Can VLMs be used on videos for action recognition? LLMs are Visual Reasoning Coordinators
Harsh Lunia
TL;DR
The paper investigates using Cola to coordinate multiple VLMs with an LLM for video action recognition from sparse temporal information. By applying Cola to surveillance-style SPHAR videos, it demonstrates that an LLM can synthesize diverse VLM outputs from up to 10 keyframes to infer actions, achieving results that surpass a baseline ensemble and remain competitive despite limited frames. The approach reveals both the promise and current limits of weak-temporal-signal video understanding with LLM-coordinated VLMs, highlighting the need for stronger temporal cues or more frames to reach robust performance. The work contributes a concrete pipeline for cross-modal reasoning in video, shows how to train the coordinating LLM with a structured template, and analyzes error modes to guide future enhancements. $P(v,q) = \frac{1}{n}\sum_{i=1}^{n} P_i(v,q)$ is used to formalize the ensemble combination underpinning the coordination strategy.
Abstract
Recent advancements have introduced multiple vision-language models (VLMs) demonstrating impressive commonsense reasoning across various domains. Despite their individual capabilities, the potential of synergizing these complementary VLMs remains underexplored. The Cola Framework addresses this by showcasing how a large language model (LLM) can efficiently coordinate multiple VLMs through natural language communication, leveraging their distinct strengths. We have verified this claim on the challenging A-OKVQA dataset, confirming the effectiveness of such coordination. Building on this, our study investigates whether the same methodology can be applied to surveillance videos for action recognition.

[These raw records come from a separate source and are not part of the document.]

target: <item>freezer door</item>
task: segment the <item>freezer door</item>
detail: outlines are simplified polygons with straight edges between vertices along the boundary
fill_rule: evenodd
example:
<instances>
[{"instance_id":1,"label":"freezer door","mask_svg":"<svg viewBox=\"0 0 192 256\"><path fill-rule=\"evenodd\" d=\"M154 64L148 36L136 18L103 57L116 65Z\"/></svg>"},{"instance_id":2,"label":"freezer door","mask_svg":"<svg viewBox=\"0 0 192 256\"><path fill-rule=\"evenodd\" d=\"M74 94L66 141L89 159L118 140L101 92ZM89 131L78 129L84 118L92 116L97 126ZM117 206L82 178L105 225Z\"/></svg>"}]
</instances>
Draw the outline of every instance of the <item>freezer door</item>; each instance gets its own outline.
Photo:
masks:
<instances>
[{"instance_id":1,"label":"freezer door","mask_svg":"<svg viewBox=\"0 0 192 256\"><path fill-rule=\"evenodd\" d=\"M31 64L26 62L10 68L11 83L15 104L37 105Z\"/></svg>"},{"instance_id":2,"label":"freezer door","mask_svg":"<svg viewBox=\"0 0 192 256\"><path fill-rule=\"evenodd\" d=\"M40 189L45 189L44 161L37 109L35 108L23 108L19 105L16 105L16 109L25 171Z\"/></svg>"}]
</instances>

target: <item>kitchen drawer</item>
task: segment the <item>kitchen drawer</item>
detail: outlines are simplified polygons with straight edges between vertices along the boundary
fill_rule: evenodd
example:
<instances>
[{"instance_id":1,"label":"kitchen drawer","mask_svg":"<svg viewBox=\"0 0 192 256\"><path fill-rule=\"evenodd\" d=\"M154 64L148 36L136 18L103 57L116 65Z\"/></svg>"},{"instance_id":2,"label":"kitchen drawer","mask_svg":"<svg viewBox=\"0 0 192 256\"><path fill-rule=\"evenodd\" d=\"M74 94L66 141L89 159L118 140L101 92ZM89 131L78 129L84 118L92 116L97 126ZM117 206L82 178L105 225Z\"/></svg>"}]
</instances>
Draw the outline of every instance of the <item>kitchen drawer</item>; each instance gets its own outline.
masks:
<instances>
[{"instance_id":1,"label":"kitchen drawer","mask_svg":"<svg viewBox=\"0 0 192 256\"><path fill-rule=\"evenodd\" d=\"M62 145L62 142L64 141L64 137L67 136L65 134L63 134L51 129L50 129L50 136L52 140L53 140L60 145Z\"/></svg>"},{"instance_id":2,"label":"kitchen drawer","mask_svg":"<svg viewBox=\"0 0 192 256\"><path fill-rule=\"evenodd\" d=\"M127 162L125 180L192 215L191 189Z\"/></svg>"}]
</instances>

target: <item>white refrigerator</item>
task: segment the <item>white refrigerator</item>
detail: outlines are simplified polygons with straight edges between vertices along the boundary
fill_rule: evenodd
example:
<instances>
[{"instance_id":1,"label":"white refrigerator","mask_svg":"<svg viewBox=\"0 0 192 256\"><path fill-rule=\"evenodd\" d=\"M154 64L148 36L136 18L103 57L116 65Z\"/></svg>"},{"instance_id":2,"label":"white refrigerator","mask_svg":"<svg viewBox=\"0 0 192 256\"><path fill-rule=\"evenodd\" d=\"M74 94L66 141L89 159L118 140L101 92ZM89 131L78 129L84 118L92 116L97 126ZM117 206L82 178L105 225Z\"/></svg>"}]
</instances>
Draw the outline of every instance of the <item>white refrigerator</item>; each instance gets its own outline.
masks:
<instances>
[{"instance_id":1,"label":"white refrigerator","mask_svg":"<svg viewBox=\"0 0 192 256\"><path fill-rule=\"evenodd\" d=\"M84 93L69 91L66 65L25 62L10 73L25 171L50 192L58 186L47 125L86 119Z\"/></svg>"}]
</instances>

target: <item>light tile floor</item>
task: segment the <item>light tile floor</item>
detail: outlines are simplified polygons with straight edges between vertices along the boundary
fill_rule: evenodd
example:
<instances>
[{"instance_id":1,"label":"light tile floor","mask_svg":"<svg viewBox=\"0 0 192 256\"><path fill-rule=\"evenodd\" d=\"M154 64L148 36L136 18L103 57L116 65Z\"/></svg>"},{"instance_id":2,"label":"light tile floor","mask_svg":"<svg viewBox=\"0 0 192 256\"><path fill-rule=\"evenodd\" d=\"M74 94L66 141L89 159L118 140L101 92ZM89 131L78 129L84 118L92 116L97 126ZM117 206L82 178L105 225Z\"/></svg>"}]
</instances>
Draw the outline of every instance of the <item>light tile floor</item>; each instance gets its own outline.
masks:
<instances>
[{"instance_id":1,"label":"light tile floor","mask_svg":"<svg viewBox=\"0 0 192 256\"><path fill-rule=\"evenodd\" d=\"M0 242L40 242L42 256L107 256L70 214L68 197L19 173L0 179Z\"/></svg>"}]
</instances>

Specifically, we explore if leveraging the combined knowledge base of VLMs and LLM can effectively deduce actions from a video when presented with only a few selectively important frames and minimal temporal information. Our experiments demonstrate that LLM, when coordinating different VLMs, can successfully recognize patterns and deduce actions in various scenarios despite the weak temporal signals. However, our findings suggest that to enhance this approach as a viable alternative solution, integrating a stronger temporal signal and exposing the models to slightly more frames would be beneficial.